Current research project: Developing models for studying the impacts of Alzheimer’s Disease on EV signaling

Rahul (he/him) is a rising junior studying Neuroscience with a minor in Bioethics at the University of Washington. He is currently studying how Alzheimer’s Disease can be modeled in the nematode C. elegans, as well as how extracellular vesicles play a role in contributing to the onset of the disease.

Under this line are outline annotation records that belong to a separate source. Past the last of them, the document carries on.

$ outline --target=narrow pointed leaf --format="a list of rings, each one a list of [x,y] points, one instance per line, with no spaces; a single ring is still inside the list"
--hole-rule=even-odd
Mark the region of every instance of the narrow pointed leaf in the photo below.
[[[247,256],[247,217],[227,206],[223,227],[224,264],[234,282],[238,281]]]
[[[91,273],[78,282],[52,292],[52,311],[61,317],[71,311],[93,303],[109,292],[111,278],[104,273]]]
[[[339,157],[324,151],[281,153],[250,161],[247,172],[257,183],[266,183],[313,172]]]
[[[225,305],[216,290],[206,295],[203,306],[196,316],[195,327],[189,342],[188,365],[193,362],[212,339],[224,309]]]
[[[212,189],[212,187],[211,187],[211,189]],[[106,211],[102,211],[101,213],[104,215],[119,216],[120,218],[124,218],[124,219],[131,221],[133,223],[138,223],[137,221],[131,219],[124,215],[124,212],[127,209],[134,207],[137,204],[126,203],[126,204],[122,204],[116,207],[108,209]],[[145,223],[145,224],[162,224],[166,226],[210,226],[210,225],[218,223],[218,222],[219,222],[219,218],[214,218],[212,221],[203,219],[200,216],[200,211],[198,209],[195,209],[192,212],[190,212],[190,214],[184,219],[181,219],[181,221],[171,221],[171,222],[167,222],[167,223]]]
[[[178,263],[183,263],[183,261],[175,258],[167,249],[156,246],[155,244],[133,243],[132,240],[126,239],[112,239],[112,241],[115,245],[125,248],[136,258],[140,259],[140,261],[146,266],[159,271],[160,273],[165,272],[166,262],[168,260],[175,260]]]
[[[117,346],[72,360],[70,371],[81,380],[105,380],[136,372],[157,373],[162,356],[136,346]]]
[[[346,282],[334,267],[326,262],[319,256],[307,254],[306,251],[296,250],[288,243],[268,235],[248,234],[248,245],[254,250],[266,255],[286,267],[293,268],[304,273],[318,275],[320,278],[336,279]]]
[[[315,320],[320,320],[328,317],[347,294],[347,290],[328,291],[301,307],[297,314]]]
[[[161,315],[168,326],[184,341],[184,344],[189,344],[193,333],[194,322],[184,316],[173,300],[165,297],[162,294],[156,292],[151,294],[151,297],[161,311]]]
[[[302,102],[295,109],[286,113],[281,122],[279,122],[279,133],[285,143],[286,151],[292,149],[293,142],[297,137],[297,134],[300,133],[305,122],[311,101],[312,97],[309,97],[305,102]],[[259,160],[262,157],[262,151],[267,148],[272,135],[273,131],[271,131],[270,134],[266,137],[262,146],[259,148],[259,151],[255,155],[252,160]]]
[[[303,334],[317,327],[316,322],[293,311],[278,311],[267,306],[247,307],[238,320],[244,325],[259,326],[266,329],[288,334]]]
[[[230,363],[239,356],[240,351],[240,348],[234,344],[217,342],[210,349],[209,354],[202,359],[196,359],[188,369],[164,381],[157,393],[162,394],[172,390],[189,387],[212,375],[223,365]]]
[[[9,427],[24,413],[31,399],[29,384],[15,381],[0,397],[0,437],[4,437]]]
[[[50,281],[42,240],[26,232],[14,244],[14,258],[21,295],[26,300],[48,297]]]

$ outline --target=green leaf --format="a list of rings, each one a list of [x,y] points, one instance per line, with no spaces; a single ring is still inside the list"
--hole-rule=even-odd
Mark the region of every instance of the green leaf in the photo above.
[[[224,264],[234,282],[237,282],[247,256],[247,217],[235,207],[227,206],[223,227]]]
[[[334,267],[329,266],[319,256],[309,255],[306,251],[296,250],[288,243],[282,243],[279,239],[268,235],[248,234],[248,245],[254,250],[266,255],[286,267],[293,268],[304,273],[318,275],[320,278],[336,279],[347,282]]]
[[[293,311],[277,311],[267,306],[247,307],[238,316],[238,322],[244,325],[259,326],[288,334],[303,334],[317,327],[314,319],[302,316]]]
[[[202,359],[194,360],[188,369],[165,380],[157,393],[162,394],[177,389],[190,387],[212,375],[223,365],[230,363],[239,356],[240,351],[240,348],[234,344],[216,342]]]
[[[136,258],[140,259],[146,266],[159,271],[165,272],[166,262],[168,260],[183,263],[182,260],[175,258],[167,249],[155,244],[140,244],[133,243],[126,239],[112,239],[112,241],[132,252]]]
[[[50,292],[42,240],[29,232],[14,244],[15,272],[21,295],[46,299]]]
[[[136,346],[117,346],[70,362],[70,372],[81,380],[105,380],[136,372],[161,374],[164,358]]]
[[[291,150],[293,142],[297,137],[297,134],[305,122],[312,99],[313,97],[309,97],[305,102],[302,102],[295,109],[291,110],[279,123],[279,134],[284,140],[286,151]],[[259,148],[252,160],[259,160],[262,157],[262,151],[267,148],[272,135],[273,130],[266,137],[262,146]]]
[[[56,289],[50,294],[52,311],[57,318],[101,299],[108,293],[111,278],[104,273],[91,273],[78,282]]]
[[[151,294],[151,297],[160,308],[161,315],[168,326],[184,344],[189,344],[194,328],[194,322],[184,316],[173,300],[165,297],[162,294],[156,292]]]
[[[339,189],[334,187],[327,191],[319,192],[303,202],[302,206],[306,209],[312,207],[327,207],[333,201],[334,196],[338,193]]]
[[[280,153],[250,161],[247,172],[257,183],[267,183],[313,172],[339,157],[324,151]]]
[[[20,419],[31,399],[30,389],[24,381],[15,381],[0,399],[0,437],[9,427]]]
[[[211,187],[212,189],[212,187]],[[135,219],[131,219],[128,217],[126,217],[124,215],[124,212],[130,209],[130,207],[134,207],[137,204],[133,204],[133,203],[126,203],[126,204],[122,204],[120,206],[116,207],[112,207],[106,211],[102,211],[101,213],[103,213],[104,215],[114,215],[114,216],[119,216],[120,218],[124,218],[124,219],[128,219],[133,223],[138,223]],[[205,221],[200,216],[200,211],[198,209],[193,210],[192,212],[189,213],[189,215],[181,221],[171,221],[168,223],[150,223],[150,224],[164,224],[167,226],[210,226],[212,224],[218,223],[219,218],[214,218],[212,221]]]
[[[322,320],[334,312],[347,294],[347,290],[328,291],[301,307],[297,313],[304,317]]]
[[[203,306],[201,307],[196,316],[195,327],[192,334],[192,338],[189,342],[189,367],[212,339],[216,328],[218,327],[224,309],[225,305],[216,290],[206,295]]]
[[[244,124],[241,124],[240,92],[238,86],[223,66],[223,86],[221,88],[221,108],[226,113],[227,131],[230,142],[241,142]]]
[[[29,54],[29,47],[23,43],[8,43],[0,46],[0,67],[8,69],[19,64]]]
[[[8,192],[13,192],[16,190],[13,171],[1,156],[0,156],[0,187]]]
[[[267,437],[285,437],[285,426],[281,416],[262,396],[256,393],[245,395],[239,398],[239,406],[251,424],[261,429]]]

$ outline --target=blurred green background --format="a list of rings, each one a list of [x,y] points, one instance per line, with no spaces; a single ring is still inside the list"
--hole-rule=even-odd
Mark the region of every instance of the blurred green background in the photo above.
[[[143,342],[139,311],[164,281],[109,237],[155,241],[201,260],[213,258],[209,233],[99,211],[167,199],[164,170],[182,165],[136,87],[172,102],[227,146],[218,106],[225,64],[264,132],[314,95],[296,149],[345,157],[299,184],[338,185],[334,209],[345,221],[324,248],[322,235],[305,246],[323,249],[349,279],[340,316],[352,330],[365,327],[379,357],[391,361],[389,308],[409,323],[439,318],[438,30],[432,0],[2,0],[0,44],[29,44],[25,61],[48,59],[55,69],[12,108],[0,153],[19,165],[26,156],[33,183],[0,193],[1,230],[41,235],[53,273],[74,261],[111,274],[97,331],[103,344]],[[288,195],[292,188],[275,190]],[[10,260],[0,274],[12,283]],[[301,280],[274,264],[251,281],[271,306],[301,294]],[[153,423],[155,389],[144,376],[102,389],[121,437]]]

He is currently developing and testing new models for Tau protein expression in muscle tissue, and self-learning new techniques in data analysis as a remote project.

 

Translate your work so that we can all understand its importance
Alzheimer’s Disease is one of the leading causes of death for people over the age of 65 in the United States. Novel research into early detection and lifespan extension treatment of this disease is desperately needed. Research into extracellular vesicles promises to be an important biomarker for early detection of Alzheimer’s in humans. The research I am conducting in the Kaeberlein Lab is examining whether Tau and Amyloid-Beta, common Alzheimer’s linked proteins, are being transmitted from selectively expressed tissues to other neighboring tissues. I am also conducting a project to determine if selective tissue vesicles can be isolated from bulk secretions, which would increase the efficacy as a biomarker in humans.

 

When, how, and why did you get involved in undergraduate research?
I have always been interested in Alzheimer’s Disease and neuroscience from a young age. I got involved in undergraduate research during my senior year of high school. I was given an amazing opportunity by the Kaeberlein Lab to get involved in the research at such a young age, and over the last three years I have learned so much about myself and my passions in science.

 

What advice would you give a student who is considering getting involved in undergraduate research?
Put yourself out there and go for it! It’s never too early to get involved, and it may turn out to be one of the most rewarding experiences of your undergraduate career. Many professors and PIs are excited to get undergraduates involved in their projects as well. We are all so lucky to attend an amazing research 1 university, and there is research across the UW in almost every field imaginable, and there is a lab/project out there waiting for you!